Q. What is the most popular biscuit in India, baked most famously in the town of Pune by a number of artisinal bakers, seemingly loved by everyone, and often given as gifts to friends and relatives?
A. It certainly isn’t anything traditionally Indian. It’s the Shrewsbury biscuit (also called Shrewsbury cakes), an English recipe that dates back to the 1500′s, and is apparently one of the bits of British culture that India decided to keep after colonisation.
I haven’t been to Pune (yet), but I used to love Shrewsbury biscuits when I was a kid. For some reason though they had dropped out of my mind, I had neither thought about them or eaten one for years.

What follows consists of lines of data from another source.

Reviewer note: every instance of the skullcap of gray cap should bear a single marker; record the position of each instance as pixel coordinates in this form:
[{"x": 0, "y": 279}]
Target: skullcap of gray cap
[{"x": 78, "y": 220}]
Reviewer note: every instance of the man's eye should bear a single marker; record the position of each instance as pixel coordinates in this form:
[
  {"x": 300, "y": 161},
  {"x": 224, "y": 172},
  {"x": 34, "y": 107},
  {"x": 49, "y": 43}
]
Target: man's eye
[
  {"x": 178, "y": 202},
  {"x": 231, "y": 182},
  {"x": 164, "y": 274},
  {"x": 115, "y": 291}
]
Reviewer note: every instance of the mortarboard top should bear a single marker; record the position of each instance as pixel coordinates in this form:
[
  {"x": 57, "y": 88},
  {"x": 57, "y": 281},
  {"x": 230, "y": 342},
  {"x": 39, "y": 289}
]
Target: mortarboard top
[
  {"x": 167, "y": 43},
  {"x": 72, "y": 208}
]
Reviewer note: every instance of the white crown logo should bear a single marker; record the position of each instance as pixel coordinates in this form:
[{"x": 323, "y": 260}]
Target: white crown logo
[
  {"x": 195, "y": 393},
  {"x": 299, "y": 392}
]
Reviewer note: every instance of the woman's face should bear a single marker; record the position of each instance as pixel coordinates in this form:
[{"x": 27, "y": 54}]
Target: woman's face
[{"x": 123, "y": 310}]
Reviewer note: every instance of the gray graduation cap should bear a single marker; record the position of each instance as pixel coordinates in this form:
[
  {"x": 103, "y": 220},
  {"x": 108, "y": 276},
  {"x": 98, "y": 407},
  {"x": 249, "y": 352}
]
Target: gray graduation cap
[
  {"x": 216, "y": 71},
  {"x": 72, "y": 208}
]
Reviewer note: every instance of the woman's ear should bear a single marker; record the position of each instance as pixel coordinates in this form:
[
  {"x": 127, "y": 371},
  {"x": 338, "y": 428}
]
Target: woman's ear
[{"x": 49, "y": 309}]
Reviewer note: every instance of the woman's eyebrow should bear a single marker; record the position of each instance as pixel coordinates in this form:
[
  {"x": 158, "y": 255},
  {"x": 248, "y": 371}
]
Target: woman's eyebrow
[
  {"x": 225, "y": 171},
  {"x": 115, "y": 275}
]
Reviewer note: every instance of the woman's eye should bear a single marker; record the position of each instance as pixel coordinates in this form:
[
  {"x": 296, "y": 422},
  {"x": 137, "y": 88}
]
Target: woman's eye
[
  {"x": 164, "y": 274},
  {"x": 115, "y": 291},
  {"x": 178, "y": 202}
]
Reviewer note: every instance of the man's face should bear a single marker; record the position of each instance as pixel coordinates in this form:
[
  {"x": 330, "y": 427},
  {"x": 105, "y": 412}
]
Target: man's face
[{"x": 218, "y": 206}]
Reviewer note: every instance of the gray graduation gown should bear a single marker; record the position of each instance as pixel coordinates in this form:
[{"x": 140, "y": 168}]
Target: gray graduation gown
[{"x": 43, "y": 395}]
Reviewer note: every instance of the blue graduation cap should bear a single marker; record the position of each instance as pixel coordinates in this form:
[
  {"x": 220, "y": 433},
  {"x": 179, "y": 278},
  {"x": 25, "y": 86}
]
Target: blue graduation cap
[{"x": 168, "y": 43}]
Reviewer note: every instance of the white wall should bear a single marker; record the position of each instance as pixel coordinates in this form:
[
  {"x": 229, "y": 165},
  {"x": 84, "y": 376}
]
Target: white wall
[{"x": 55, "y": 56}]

Then at a flea market the other day I found a big bundle of old cookery booklets, magazines and newspaper cuttings all for sale for a couple of euros. Despite the fact that they are in four different languages and I only understand one of them, I had to have them. There, hiding away In a good housekeeping pamphlet on ‘cookies and biscuits’ from 1956 was a simple recipe for lovely Shrewsbury biscuits.

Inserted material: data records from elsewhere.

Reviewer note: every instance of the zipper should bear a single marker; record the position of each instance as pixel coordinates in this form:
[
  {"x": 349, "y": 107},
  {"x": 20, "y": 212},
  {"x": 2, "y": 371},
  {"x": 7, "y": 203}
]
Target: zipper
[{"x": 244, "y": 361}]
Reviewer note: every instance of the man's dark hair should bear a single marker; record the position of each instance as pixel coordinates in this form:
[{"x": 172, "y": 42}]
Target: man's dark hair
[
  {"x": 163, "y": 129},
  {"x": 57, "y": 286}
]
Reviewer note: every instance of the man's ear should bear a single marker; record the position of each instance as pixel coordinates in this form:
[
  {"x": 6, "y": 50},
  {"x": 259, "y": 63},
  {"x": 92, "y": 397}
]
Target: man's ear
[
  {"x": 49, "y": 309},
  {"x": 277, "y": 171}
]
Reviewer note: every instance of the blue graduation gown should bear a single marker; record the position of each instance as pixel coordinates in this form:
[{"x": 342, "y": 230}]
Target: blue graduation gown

In truth the recipe was just a bit too simple, and the resulting biccies were not nearly as exciting as I’d hoped they might be, but they did set me off on a mission. A bit of research into recipes dating back to the 1600′s, a bit of experimentation, and an unhealthy amount of biscuits eaten later, and here we are with my recipe which gives fantastic biscuits every time.
Old vs. New
There is a stark difference between more traditional (c.1600-1800) and modern recipes for Shrewsbury biscuits. The old recipes all contain a high ratio of flour to sugar, probably because sugar was hideously expensive, whilst the modern ones have much more sugar than flour. This recipe uses a ratio of 2:1, because I think that if you add any more sugar the biscuits become too sweet and it overpowers the flavour of the lemon.

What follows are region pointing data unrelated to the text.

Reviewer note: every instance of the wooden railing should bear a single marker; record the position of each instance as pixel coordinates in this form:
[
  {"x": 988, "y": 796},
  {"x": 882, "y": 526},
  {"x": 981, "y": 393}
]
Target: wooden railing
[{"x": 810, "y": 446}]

Original recipes also contained caraway seeds, whilst modern ones generally use lemon rind. I love them with lemon, but if you are a caraway fan, then you can easily substitute it in.
If you don’t have any rose water to hand, then don’t panic. Just skip that bit and add the butter as you would normally.
Let’s get biscuity
- Unsalted butter115g
- Castor sugar115g
- Plain flour230g
- Grated rind of 1 lemon
- Rose water
Preheat the oven to 170°C and line a baking sheet with baking paper.
In a mixing bowl, cream together the butter and the sugar.
Beat the egg in a cup with a little bit of rosewater, and add it slowly into the creamed butter/sugar, mixing well as you do.
Sift the flour and add it to the mixture together with the grated lemon rind, then mix it well until it forms a stiff paste.
Turn the bowl out onto a lightly floured surface and roll it out to about 4-5mm thickness, then cut the biscuits into circles (or whatever other shapes you fancy).
Bake the biscuits for about 15 minutes, until they are a very pale brown, then allow to cool.